不動産会社の中には媒介契約で売却活動をしても売買が成立しなかった場合に買取保証制度を用意している場合もありますが、さらに急ぐ場合には最初から不動産買取りを依頼した方が決済が早くなります。

媒介契約の場合はどうしても買主を見つける期間が必要で、無事に見つけられても住宅ローンの手続きや売買契約の締結、決済まで3ヶ月から半年は最低でもかかってしまいます。

不動産会社が直接買い取る場合なら売主が買取金額に納得すれば、最短1週間程度で決済することも不可能ではありません。

また売買仲介で買主を見つけると仲介手数料が発生しますが、不動産の直接買取りの場合はこれがありません。したがって相続物件で現金化を急ぐ場合は買取というのも有効な選択肢の一つとなります。

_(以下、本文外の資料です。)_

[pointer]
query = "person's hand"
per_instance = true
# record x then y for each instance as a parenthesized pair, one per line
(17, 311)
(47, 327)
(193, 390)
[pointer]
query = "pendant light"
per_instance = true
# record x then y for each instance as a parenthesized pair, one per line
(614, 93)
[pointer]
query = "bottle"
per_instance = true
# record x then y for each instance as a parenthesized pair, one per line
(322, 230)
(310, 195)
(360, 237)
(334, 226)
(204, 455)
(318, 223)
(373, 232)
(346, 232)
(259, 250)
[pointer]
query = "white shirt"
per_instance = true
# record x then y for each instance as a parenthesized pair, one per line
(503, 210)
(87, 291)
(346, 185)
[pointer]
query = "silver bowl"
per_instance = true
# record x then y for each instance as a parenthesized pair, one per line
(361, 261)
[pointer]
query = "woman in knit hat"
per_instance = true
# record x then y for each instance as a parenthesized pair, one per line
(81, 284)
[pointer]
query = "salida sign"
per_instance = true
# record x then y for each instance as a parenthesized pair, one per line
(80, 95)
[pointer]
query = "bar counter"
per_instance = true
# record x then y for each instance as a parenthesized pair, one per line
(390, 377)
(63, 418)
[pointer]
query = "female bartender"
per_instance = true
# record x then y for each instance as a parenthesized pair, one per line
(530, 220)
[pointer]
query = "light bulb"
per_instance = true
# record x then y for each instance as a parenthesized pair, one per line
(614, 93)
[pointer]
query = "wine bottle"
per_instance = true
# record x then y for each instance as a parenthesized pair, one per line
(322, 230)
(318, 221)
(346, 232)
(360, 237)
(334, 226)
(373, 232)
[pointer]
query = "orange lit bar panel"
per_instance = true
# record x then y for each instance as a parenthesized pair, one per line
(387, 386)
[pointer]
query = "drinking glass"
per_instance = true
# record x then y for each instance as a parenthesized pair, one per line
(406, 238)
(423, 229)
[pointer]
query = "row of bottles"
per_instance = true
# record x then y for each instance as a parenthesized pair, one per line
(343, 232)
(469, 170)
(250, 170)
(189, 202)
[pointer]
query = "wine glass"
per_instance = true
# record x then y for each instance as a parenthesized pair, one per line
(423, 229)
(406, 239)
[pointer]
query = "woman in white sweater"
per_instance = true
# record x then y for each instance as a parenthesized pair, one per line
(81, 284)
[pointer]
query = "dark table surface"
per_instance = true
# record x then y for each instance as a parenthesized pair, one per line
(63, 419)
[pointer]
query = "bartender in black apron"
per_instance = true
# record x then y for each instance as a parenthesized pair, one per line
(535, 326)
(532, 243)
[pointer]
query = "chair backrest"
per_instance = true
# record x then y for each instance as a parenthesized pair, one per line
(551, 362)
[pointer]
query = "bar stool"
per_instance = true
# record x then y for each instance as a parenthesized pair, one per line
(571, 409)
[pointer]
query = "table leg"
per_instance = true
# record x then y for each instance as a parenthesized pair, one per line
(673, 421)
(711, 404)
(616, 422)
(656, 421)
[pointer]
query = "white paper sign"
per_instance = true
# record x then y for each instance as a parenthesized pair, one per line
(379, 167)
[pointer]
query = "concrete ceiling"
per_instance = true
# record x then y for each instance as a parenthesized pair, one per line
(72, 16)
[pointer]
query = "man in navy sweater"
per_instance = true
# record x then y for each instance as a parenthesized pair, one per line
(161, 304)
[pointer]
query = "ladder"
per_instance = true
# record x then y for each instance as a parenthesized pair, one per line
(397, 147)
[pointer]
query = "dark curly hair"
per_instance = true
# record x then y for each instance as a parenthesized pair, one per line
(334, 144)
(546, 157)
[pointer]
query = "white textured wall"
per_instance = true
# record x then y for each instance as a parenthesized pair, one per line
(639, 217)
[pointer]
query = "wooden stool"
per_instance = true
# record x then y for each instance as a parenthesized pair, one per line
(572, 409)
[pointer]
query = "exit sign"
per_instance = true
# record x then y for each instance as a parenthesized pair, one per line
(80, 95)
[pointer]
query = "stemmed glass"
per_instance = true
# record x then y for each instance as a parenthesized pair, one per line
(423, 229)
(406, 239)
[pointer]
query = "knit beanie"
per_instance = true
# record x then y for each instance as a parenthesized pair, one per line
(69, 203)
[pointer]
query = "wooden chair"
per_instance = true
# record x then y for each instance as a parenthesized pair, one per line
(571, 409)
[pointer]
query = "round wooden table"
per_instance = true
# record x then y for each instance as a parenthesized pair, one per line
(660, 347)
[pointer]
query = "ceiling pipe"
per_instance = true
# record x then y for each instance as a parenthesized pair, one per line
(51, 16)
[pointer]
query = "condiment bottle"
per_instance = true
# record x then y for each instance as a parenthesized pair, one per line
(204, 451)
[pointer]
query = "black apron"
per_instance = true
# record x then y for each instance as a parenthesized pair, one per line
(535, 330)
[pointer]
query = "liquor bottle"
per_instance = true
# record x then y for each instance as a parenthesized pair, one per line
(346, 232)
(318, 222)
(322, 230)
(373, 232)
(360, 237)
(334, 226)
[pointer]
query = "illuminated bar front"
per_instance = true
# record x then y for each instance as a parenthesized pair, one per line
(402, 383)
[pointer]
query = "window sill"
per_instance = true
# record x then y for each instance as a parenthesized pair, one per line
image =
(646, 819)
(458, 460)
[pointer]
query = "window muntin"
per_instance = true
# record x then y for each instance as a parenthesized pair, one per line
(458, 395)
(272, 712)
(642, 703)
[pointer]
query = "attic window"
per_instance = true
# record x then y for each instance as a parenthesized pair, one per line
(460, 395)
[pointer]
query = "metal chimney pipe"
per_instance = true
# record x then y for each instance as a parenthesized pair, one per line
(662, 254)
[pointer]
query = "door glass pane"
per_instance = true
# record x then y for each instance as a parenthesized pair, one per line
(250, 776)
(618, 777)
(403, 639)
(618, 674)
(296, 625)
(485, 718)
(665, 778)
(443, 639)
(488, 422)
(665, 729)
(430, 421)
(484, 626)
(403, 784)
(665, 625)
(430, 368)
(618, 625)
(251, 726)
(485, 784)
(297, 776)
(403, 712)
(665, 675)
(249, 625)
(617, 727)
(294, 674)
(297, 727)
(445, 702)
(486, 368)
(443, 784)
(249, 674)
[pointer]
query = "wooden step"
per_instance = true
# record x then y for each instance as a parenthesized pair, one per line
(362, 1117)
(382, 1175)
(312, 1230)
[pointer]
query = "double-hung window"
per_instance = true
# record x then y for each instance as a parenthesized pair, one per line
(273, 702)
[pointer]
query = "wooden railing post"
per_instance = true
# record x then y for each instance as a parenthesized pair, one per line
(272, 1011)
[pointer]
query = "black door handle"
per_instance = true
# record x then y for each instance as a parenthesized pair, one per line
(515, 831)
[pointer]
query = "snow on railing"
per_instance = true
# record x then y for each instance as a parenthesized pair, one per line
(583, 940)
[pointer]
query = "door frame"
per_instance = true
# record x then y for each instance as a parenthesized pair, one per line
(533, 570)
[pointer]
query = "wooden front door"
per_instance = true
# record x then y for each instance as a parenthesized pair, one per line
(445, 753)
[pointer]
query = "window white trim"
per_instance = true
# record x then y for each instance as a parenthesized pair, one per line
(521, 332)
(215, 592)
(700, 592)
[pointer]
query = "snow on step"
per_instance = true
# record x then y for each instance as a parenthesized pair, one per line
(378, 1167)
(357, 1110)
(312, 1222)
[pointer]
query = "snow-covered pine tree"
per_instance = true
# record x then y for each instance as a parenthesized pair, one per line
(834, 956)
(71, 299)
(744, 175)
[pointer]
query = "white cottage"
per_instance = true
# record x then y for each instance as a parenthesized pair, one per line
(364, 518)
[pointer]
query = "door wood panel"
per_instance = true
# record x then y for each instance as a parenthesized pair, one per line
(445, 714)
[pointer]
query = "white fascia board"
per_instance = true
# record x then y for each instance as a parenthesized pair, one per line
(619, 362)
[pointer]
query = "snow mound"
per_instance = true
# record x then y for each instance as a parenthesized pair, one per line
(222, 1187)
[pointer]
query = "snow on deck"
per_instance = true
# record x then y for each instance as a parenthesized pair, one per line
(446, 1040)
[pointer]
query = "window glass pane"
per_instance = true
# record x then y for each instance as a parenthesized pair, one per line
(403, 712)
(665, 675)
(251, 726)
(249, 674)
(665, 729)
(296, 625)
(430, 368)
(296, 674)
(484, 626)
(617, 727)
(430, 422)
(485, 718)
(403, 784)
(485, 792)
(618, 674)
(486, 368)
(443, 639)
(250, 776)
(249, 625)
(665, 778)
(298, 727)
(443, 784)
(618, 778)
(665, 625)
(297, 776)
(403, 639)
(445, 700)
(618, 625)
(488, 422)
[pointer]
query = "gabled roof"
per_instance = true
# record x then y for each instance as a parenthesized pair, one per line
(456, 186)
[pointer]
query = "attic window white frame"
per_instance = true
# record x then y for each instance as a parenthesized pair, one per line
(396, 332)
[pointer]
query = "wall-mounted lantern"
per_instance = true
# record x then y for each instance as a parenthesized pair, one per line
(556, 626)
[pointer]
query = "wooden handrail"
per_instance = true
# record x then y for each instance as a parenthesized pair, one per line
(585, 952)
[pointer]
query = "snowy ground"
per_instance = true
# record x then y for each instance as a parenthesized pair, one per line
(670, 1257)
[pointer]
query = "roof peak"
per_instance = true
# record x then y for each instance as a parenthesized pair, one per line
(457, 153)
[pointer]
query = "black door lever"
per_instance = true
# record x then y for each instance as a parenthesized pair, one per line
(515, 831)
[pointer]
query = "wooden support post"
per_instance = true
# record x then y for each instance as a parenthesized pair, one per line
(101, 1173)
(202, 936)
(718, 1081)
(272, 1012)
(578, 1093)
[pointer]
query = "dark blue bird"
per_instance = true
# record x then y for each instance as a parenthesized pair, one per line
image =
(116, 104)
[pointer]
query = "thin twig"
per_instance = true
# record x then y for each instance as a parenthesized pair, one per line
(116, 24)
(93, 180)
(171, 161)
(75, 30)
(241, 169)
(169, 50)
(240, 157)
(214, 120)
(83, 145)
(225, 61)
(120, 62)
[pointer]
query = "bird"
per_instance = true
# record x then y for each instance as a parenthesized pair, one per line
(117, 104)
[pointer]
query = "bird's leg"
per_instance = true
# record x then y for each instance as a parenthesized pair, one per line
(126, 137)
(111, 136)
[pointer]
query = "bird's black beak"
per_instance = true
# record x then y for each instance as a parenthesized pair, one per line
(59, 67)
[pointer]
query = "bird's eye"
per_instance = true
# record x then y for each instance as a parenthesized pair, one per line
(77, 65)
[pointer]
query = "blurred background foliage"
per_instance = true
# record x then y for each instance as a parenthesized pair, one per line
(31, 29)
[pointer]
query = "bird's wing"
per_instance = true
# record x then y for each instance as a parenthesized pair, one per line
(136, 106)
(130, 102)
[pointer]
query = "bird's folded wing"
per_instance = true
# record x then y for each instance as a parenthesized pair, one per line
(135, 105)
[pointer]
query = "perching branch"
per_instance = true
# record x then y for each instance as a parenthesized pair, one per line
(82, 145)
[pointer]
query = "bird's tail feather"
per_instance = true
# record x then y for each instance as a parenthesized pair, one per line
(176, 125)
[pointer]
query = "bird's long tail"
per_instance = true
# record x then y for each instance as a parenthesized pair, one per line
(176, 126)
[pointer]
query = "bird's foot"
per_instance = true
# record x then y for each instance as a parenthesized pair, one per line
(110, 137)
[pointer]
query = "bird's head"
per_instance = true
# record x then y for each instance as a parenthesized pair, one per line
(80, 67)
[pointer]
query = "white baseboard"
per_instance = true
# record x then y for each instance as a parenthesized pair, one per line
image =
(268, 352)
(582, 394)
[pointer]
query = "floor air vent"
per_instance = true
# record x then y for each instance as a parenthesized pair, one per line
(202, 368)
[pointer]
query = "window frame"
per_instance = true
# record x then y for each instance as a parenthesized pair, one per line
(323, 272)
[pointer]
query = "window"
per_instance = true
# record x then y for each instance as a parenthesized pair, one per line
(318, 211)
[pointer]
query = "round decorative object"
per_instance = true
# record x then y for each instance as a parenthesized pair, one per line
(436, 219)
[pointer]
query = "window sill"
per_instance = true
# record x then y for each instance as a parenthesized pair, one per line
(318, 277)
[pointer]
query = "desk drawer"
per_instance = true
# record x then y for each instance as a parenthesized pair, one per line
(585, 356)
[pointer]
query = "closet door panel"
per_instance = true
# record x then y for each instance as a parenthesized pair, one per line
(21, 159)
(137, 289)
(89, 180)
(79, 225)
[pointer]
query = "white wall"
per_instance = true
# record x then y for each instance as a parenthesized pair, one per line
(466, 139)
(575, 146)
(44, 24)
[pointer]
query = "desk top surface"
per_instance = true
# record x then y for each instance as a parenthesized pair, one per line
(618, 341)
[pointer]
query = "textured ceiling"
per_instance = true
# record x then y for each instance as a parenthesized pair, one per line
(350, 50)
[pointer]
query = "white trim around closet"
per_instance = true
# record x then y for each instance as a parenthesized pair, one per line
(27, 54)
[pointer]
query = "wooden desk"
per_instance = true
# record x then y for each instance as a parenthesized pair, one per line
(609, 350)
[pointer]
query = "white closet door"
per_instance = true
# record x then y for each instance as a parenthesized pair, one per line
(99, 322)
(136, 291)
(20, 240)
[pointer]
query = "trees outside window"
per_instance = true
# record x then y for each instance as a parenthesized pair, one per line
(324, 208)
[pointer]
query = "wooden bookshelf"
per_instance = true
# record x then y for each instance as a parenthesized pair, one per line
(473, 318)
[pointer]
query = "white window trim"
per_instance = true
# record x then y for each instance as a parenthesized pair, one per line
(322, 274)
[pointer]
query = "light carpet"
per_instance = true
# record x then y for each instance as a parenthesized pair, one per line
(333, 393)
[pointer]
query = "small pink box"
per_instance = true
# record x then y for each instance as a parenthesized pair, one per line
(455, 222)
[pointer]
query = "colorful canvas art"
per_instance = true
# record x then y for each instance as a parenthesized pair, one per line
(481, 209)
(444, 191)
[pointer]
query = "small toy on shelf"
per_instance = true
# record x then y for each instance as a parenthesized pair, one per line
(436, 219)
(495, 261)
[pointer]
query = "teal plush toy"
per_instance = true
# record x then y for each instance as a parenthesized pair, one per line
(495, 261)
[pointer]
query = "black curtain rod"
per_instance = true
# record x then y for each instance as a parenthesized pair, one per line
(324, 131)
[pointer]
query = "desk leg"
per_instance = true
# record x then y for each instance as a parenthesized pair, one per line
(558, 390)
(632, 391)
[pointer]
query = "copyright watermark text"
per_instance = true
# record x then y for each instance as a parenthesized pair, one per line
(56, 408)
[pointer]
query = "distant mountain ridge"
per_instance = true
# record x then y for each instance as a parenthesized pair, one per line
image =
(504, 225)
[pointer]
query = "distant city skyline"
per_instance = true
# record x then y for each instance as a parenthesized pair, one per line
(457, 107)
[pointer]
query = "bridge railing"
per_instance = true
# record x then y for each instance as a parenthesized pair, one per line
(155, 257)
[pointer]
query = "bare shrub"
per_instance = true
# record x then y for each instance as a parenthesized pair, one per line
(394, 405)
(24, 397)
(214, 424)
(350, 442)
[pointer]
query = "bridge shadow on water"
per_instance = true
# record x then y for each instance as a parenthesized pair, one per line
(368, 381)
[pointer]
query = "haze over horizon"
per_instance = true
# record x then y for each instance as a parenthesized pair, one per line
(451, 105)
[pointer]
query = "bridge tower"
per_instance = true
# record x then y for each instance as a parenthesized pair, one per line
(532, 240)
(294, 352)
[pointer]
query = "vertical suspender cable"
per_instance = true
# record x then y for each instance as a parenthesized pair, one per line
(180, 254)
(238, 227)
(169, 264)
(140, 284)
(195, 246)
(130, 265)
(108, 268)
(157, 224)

藤沢エリアで相続物件の買い取り査定を頼める不動産会社

相続物件売却の相談はどこにすればいいか

不動産をできるだけ良い条件で売却する場合は仲介にしても買取にしても、いかに信頼できる不動産会社を見つけるかが重要です。

もちろん物件に関する資料を用意して所有物件の魅力をきちんと伝えることは必要ですが、適正価格で迅速に査定してもらえるのかどうかは不動産会社の力も影響します。

全国展開している大手の不動産会社は企業としての安定感はありますが、査定力においては必ずしも高いとは言えません。浅く広く情報を豊富に持っていますが特定の地域の深い事情までは熟知していないことが多いからです。

その点においては中小でも地域密着型の不動産会社の方が優れていると考えられます。特にその地で長年営業を続けてきた不動産会社は地域の特性を知り尽くしており、地元のネットワークも強く、相当の力があると見てよいでしょう。地域のことをよく知っているからこそ本当の物件の価値を見出し正しい査定ができるのです。

また相続不動産の場合は特に仲介だけでなく買取にも対応できる柔軟性を持った不動産会社の方が安心です。